No Such Thing As Free Lunch...or Free Shipping

No Such Thing As Free Lunch...or Free Shipping

Free shipping has become an expectation for most American consumers thanks in large measure to Amazon. Shipping charges are the number one reason why online shoppers abandoned their online carts, according to a 2018 survey by Internet Retailer, further supporting the notion that Americans do not believe they should pay for freight. Other shoppers faced with a minimum for free shipping will make additional purchases, or buy more expensive products, in order to qualify for free freight, claims University of Pennsylvania Wharton School Professor Roy Berman. 

Consumer ire caused by having to pay freight for online and other purchases reflects the economic principle known as “pain of paying,” claims Ravi Dhar, director of Yale’s Center for Customer Insights. “The reaction to free shipping goes beyond the normal way of looking at cost and benefit,” explains Dhar. It’s similar to the anger hotel guests have when they have to pay to use the Internet in their rooms. And often the pain of paying is more about the thought of having to pay for something that most of the time is free regardless of how much the consumer is being charged. Offering a discount that has the equivalent value to the shipping costs is not as effective as free shipping. Dhar claims that consumers will pay more for products if there is not a separate charge for freight.

Not all shipping is the same. Smaller retailers pay a higher rate to ship packages than large companies like Amazon, who leverage their scale and volume for lower rates. Similarly, Amazon has convinced consumers that they have a right to return any purchase without charge or consequence.

Amazon has helped offset its free shipping charge through its subscription service Prime. There are more than 100 million consumers who pay Amazon $119 a year for “free shipping.” That is more than $11 BILLION in Prime dues. Amazon’s strategy is to entice Prime members to purchase as much as possible on its site to take advantage of the free two-day shipping offer.
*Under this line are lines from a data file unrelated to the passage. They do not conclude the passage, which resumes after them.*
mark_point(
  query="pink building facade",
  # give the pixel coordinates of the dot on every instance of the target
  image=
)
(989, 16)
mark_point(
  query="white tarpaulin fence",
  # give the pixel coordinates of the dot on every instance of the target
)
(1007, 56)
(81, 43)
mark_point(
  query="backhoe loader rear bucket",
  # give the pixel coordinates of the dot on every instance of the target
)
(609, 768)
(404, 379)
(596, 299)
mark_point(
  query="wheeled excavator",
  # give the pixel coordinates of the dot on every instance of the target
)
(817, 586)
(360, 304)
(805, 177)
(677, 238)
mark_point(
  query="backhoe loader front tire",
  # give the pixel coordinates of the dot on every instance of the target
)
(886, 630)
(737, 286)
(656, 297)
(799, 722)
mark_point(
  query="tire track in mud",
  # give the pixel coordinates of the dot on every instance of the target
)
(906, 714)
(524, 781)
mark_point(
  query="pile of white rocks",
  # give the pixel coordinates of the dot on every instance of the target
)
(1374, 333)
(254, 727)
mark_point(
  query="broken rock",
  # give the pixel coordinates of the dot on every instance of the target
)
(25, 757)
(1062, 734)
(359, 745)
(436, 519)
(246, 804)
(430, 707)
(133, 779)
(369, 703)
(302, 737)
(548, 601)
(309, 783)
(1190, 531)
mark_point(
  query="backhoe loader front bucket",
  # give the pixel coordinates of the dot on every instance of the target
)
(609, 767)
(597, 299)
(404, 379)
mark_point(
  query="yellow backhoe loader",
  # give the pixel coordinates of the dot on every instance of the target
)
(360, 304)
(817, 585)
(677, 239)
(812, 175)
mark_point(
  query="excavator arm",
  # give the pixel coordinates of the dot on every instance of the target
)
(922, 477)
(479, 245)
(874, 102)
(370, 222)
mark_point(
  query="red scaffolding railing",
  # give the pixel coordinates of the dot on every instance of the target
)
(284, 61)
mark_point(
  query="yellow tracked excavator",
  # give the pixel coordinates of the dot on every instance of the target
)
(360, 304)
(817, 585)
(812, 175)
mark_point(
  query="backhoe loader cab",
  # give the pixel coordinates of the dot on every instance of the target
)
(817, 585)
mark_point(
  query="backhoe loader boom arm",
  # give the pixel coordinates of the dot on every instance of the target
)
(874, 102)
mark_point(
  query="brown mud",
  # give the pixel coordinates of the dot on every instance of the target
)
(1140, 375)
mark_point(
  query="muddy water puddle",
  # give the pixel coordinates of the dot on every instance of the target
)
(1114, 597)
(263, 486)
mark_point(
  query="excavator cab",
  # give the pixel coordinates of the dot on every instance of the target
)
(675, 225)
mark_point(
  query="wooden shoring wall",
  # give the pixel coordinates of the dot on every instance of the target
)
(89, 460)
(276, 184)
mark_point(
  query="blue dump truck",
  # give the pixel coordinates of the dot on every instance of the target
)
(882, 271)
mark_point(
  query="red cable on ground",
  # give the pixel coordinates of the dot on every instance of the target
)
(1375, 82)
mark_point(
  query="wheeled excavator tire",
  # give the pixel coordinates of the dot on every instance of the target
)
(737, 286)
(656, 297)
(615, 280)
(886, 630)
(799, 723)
So how can smaller retailers compete with free shipping offers? There are a few different options available for showrooms.

  • Reduce the discount offered to cover the cost of freight. This is a way to have the customer cover shipping costs without them feeling like they are. Some dealers do this with incoming freight from manufacturers as well.
  • Increase the price of products to cover the cost of freight. This allows customers to feel like they are still getting a full discount, but you are covering any freight costs.
  • Require a certain purchase amount to qualify for free freight, similar to what most manufacturers do. You will still be eating the shipping costs, but the larger orders will provide some relief. 
  • Instead of itemizing your quotes, provide lump sums for projects. Your new kitchen will cost $89,236 and that includes freight. The pain of paying for freight may be alleviated by not seeing it as a separate line item. 

The fact is that shipping, like lunch, is never really free.